Web scraping using GCP Workflow and BigQuery

January 14, 2024

A simple web scraping solution using Google cloud Workflow and BigQuery, without Cloud function.

Orchestration steps

accept list of urls as input
Apply simple validation and form a hash map for domains and urls
Loop thru dict and make HTTP calls
Format the response
store them to BigQuery RAW table as streaming insert

Scalable approach would be ideally using cloud functions for handling some of the processing layers such as validations, chucking, crawling.. etc.

Limitations with Workflow (on HTTP connector)

2MB — Response size: The maximum size of an HTTP response (if saved to a variable, the memory limit for variables applies)
512 KB — Memory limit for variables: variables: The maximum amount of memory that you can use for all variables that you define in a single execution of a given workflow.
with HTTP connector in Workflows, it is only possible to invoke external endpoints, not the internal ones that are attached to a VPC.

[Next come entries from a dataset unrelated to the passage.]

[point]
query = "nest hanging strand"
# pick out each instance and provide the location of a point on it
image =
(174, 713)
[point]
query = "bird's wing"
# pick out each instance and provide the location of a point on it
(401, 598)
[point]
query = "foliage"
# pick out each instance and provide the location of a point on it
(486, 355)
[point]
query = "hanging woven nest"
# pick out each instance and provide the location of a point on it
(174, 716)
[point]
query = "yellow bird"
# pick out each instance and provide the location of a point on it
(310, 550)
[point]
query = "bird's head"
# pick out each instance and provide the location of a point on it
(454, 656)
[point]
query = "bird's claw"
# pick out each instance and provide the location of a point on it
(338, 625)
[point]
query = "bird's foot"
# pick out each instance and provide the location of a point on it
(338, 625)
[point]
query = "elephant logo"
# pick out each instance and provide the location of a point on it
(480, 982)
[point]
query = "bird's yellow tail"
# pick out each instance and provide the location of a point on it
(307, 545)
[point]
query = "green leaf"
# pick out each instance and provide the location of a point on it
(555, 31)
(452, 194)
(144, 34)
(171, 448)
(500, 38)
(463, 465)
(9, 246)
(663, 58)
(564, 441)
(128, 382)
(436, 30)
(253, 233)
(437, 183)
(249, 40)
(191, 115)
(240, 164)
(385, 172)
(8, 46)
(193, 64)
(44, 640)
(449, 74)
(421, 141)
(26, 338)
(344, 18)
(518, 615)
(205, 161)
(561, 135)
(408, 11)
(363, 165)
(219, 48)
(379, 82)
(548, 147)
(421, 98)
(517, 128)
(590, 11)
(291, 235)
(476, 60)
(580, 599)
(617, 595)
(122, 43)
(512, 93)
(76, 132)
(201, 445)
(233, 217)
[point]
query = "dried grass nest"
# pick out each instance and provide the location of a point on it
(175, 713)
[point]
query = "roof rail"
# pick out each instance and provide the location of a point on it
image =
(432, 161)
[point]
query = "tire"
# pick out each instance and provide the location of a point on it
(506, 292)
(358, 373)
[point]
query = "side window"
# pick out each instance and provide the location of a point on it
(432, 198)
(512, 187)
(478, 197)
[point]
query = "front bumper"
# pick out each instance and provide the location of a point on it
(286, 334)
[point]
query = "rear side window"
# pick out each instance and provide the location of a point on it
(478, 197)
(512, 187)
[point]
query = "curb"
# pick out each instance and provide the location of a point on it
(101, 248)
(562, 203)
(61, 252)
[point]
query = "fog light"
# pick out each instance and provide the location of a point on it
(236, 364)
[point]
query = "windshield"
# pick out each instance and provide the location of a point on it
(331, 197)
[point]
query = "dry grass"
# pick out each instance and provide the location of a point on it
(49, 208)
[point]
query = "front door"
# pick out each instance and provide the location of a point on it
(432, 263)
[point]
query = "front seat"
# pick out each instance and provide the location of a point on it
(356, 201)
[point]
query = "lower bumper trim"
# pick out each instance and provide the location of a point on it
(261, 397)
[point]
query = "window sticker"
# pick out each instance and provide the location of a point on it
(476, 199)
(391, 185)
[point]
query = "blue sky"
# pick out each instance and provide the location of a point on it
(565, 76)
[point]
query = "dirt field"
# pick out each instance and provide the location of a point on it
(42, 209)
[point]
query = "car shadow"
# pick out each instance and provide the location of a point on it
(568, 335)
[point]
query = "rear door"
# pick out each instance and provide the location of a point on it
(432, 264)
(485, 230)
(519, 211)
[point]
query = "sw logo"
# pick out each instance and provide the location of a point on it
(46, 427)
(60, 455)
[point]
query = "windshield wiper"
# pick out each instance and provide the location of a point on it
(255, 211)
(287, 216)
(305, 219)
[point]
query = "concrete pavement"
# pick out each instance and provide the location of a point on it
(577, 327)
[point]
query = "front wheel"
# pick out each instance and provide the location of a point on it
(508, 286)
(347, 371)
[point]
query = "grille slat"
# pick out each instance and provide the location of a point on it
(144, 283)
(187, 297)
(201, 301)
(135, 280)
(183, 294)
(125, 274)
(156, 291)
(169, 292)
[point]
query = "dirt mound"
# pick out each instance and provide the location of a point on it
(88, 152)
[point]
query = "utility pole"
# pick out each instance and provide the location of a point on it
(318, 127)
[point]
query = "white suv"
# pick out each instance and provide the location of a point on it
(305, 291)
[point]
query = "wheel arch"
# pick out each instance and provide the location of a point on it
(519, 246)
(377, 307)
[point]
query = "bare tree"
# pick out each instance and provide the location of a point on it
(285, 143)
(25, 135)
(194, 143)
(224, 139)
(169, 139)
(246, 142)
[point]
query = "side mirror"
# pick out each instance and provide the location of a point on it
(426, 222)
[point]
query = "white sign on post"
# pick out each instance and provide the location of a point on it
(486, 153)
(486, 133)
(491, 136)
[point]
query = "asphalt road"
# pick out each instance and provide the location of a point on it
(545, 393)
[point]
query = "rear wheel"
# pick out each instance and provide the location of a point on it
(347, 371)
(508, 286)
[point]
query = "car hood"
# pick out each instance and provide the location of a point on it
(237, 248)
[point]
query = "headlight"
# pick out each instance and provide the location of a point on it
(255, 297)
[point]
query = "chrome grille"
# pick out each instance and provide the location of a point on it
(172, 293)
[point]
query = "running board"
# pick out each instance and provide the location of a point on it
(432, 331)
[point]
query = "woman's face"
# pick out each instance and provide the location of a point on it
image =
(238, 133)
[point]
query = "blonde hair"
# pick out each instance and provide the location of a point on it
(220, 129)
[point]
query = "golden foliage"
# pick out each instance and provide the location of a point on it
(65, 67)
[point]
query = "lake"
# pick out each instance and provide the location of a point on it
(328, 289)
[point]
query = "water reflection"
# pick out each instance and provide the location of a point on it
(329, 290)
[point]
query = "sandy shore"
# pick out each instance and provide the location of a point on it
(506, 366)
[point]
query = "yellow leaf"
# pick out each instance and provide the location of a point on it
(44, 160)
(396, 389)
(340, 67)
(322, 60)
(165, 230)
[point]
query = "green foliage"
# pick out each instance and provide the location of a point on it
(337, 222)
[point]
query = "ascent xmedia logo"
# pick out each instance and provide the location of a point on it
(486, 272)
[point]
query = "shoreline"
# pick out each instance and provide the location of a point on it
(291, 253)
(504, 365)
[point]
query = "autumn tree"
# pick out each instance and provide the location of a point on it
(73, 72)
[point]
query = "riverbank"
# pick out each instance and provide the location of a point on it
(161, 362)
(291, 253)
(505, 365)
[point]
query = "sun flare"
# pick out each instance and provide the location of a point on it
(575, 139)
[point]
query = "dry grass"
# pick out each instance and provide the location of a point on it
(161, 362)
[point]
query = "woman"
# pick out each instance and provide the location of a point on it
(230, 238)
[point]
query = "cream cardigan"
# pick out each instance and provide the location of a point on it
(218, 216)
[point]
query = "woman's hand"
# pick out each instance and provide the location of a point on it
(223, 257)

So, if you try to concatenate multiple responses, then you will encounter memory limit error. Here in this excercise, I have couple of varaibles for storing the responses (max 5 urls of repsonse size in lesser size).

You can use this workflow as a reference model for handling REST json responses of lesser size (may be upto 20 responses).

Workflow source

main:
    params: [args]
    steps:
    - initialize:
        assign:
            - app_name: "seo-analysis-crawl"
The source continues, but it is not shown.